She held up a finger and downed several unladylike gulps of water before clearing her throat on a loud harrumph.
“Perhaps the Italian heat has muddled your brain, Amelia,” she said, her voice scratchy.
“There was and is nothing perfectly good about that marriage proposal.”
“Oh, come now,” said Archie, no mistaking the tease in his voice, “just imagine spending the rest of your days in worship to a man who loves nothing more than to pontificate about the nobility’s right to rule or the importance of achieving a perfect knot on one’s cravat.”

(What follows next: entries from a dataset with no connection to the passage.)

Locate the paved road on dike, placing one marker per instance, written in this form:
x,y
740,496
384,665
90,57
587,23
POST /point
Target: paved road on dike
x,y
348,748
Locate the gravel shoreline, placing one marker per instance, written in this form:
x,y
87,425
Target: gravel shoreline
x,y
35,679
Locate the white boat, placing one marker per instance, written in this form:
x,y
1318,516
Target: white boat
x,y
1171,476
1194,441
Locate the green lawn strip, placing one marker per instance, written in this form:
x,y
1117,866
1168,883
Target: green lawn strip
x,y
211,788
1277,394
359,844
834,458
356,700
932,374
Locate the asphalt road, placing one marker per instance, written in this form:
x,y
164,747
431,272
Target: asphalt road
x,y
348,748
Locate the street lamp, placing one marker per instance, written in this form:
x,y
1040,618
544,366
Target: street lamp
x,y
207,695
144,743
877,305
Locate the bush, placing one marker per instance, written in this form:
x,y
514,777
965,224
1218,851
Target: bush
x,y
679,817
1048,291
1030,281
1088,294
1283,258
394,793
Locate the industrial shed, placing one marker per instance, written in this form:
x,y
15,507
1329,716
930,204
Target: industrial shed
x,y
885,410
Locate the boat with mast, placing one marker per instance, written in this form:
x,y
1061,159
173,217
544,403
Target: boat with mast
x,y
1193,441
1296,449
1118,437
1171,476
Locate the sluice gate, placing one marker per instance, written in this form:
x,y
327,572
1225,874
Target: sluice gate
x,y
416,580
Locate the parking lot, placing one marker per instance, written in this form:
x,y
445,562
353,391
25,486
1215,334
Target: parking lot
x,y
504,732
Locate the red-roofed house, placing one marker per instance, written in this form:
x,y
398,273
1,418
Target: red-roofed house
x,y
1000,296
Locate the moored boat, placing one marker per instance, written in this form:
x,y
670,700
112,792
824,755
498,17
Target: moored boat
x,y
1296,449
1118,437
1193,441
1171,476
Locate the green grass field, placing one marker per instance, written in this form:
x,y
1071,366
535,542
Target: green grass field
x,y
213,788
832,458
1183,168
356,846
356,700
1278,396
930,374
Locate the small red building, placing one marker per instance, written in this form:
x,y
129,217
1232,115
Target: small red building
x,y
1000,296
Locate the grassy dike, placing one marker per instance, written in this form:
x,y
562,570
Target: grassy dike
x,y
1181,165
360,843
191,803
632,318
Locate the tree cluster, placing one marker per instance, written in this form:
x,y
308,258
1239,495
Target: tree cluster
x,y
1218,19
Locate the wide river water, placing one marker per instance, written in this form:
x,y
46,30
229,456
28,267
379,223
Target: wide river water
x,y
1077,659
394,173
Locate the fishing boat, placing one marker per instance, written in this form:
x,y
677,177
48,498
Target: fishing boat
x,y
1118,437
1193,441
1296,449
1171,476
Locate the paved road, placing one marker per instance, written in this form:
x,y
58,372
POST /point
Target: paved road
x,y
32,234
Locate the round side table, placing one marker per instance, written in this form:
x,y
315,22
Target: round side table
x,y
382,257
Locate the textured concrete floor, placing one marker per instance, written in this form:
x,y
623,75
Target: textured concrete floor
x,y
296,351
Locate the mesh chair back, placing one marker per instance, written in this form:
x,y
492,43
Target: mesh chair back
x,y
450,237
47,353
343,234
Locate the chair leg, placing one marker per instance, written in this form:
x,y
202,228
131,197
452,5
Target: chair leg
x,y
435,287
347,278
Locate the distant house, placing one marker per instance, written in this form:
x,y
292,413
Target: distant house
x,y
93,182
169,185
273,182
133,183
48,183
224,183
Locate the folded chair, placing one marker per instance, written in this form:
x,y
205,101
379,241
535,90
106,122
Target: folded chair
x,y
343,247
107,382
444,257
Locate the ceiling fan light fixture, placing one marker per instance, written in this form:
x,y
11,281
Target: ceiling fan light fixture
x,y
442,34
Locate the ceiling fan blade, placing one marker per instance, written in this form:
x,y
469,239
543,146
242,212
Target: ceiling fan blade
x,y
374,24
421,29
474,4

Delilah primly wiped each corner of her mouth. “I don’t believe I shall.”
“By the by,” said Archie, “we’ll have guests for supper.”
“Just tell me the night,” said Amelia, “and I’ll arrange it with the servants.”
“Oh, well, that’s easy.” Archie smiled the too-charming smile she knew to be wary of. “Tonight.”
Amelia willed the patience of Job into her response. “But supper has already begun, Archie.”
“I’d forgotten you eat when it’s still daylight.”
Amelia ignored the jibe. “And who are these guests?”
“As it happens, one is Ripon.”
“The Duke of Ripon? Here?” The very idea walloped Amelia over the head. The Duke of Ripon? In her home? “Oh, Archie, why have you gone and done that?”
“The man is a legend,” he said, as if that explained it.
It explained nothing.
“From the gossip about him last night,” said Amelia, “it’s quite clear the man is a scandal.”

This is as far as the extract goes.